June 13, 2017

Chris Hayes pointed out last night on All In that the "McConnell Doctrine" states that what Mitch McConnell gets away with is what he is willing to do. Whether it's hiding a healthcare bill or obstructing a Supreme Court nomination, Mitch gets away with it because he is willing to go to those lengths to pursue his partisan agenda.

But Chris Hayes gets one thing wrong. Hayes defines the McConnell Doctrine as this:

"In an era of extreme polarization, and weakening institutions, you get away with whatever you are shameless enough to pursue."

Polarization, Chris? That smacks of both siderism to me. This is not a Democratic problem.
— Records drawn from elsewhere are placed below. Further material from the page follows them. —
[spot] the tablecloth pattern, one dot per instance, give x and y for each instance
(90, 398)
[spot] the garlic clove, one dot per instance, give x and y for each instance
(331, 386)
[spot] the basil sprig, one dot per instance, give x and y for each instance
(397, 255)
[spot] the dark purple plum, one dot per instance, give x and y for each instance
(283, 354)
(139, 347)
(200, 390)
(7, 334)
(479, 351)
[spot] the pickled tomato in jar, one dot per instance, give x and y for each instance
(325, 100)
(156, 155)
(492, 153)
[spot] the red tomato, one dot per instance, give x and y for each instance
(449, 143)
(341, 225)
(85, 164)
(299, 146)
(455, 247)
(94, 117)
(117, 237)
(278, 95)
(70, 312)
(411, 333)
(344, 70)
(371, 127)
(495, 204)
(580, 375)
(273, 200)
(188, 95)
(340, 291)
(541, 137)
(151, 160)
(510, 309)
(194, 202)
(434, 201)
The Senate Democrats released this video pointing out McConnell's shameless hypocrisy, that REPUBLICANS both in his chamber and at the voting booth, continue to reward:

And today's Plum Line, discussing the possibility that Trump might fire Bob Mueller, points out that Party over Country is what the Republican Party is:

If Republicans were to state right now that firing Mueller is a red line for them, it would require an acknowledgment that this whole “Trump as naif” narrative is just nonsense — that the problem is not that Trump needs to learn the rules, but rather that he does not believe the rules should apply to him. This acknowledgment would implicitly implicate Republicans, because the spin itself requires pretending that they have not spent the past five months looking the other way while Trump amply demonstrated his contempt for the rules. It requires pretending that they have not actively enabled the serial trampling on rules, norms and constraints — the abuses of power and contempt for the rule of law and our institutional processes — that have characterized Trump’s presidency since the beginning.

Meanwhile, some prominent conservative media voices have now taken up the cause of attacking Mueller and saying that he must go, which, if it escalates, might increase pressure on Republicans to stand by Trump if he removes him. Given all this, is there any reason to be all that sanguine that Republicans would act in the necessary numbers necessary to constrain him if he does go there?

Not if Mitch McConnell has anything to say about it.